En el evangelio de Juan se nos ha propuesto una página del discurso de Jesús a sus discípulos en la Última Cena. En ella se nos habla de algo que no podíamos siquiera sospechar: el amor infinito de Cristo por nosotros: “Como el Padre me ha amado, así os he amado yo; permaneced en mi amor”. Reconoced mi amor, descubridlo y “permaneced” en él. Queridos ordenandod, la santidad no es flor de un día, fruto de un ímpetu pasajero, emoción que embriaga pero que se desvanece en seguida. La santidad es fidelidad, constancia, perseverancia. Fidelidad al amor de Dios que hemos recibido, del que hemos sido objeto y al que hemos de corresponder; amor que pide abandono de una vida cómoda para vivir vida enamorada, es decir una existencia entregada a Dios y a los demás. “Nadie tiene a mor más grande que el que da la vida por sus amigos”. “Dar la vida”: lema, meta, para una existencia sacerdotal plena, lograda. No hay otro camino. En la primera encíclica de Francisco hay unas palabras a las que es bueno volver con frecuencia. Con ellas nos previene frente a la “preocupación exacerbada por los espacios personales de autonomía y de distensión, que lleva a vivir las tareas como un mero apéndice de la vida, como si no fueran parte de la propia identidad” (Evangelii gaudium, 78). La evangelización no es solo ni principalmente cuestión de mejor organización – aun siendo conveniente- ni de planes bien elaborados en una mesa de trabajo –que serán siempre oportunos-, es cuestión y tarea para personas –sacerdotes, religiosos y laicos- transformadas por Dios, cuyo fin último es anunciar el amor de Dios a los hombres, siendo ellos mismos personas identificadas con la misión evangelizadora: “felices con lo que son y con lo que hacen”. Así es más fácil renovar cada día la entrega, haciendo de ella antídoto eficaz contra todo desánimo.

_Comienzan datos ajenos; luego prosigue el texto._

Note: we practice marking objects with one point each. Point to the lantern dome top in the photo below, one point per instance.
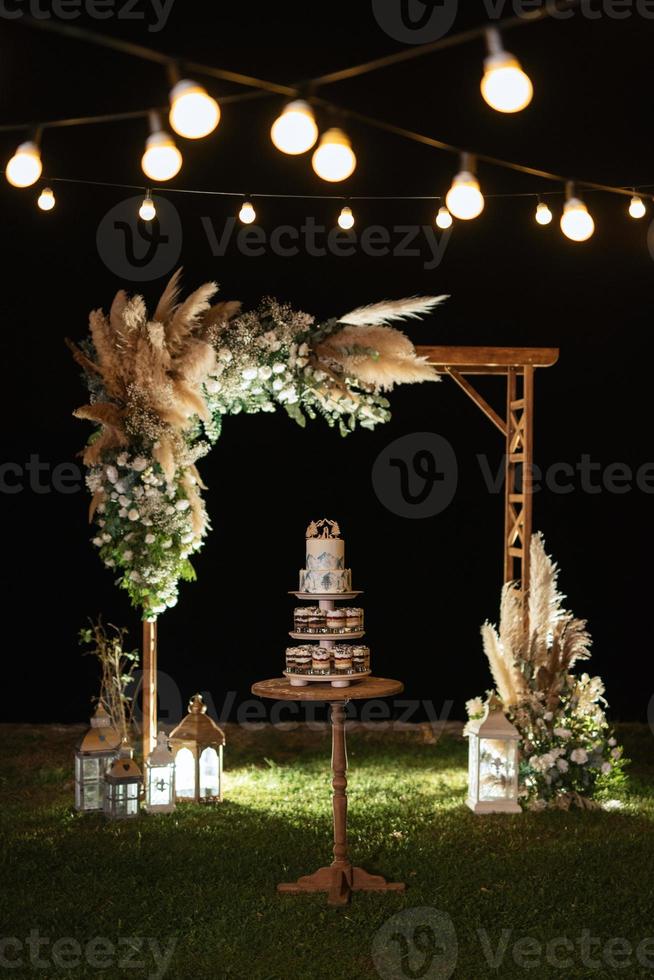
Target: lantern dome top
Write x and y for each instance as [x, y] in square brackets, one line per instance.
[100, 717]
[124, 767]
[494, 724]
[197, 726]
[161, 754]
[101, 736]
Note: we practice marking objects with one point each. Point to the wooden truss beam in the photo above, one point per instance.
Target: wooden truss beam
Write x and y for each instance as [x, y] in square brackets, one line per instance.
[518, 365]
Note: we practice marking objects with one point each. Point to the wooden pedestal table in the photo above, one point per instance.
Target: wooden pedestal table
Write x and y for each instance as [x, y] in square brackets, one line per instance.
[340, 878]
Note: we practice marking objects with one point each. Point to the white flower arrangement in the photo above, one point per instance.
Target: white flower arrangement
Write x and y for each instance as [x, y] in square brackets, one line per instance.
[568, 756]
[160, 386]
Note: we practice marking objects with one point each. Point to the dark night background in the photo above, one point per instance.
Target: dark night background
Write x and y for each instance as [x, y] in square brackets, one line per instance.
[428, 584]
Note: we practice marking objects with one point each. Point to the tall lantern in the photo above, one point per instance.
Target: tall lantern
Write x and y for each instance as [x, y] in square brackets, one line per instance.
[123, 786]
[197, 745]
[160, 778]
[95, 754]
[493, 764]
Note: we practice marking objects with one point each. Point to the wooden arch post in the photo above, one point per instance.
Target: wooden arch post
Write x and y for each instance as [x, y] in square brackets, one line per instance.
[517, 365]
[149, 685]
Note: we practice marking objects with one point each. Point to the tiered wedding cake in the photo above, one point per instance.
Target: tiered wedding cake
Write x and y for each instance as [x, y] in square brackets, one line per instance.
[325, 581]
[325, 571]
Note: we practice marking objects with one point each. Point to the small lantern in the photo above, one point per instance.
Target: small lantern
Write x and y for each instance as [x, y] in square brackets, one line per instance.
[160, 778]
[197, 745]
[493, 764]
[123, 786]
[95, 754]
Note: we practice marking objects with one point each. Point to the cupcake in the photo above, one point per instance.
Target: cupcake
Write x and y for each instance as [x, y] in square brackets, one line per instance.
[360, 657]
[342, 656]
[353, 618]
[302, 659]
[321, 660]
[301, 619]
[335, 619]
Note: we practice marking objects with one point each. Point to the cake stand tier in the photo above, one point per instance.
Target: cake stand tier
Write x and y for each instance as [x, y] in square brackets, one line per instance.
[319, 637]
[325, 596]
[334, 680]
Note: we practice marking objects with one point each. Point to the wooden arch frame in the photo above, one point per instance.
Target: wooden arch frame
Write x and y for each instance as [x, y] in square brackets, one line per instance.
[517, 365]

Queridos ordenandos, vale la pena ser sacerdote, darse del todo, seguros de que Dios se os entregará del todo y la comunidad cristiana será partícipe de la alegría que Cristo nos da: “os he hablado de esto para que mi alegría esté con vosotros, y vuestra alegría llegue a plenitud”. Y no olvidéis nunca que María, a quien hoy veneramos en la memoria litúrgica de su Inmaculado Corazón, es “causa de nuestra alegría”. Amén.